Docker

Overview

Running ArchiveBox with Docker allows you to manage it in a container without exposing it to the rest of your system. Usage with Docker is similar to usage of ArchiveBox normally, with a few small differences.

Make sure you have Docker installed and set up on your machine before following these instructions. If you don’t already have Docker installed, follow the official install instructions for Linux, macOS, or Windows here: https://docs.docker.com/install/#supported-platforms.

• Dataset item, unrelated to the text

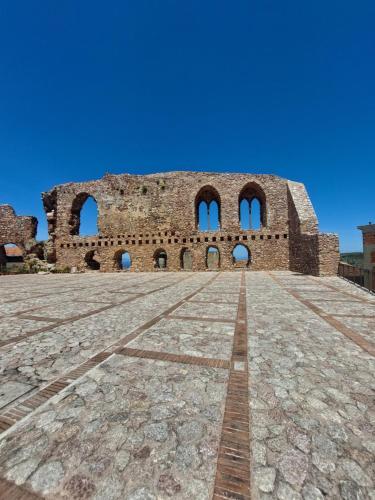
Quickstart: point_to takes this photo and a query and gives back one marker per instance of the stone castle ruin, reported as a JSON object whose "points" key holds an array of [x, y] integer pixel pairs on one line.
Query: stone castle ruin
{"points": [[158, 221]]}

Official Docker Hub image:https://hub.docker.com/r/nikisweeting/archivebox

Usage:

docker run -v $PWD:/data nikisweeting/archivebox init
docker run -v $PWD:/data nikisweeting/archivebox add 'https://example.com'
docker run -v $PWD:/data -it nikisweeting/archivebox manage createsuperuser
docker run -v $PWD:/data -p 8000:8000 nikisweeting/archivebox server 0.0.0.0:8000

Docker Compose

An example docker-compose.yml config with ArchiveBox and an Nginx server to serve the archive is included in the project root. You can edit it as you see fit, or just run it as it comes out-of-the-box.

Just make sure you have a Docker version that’s new enough to support version: 3 format:

docker --version
Docker version 18.09.1, build 4c52b90    # must be >= 17.04.0

Setup

git clone https://github.com/pirate/ArchiveBox && cd ArchiveBox
mkdir data && chmod 777 data
docker-compose up -d
docker-compose run archivebox init

Usage

First, make sure you’re cd’ed into the same folder as your docker-compose.yml file (e.g. the project root) and that your containers have been started with docker-compose up -d.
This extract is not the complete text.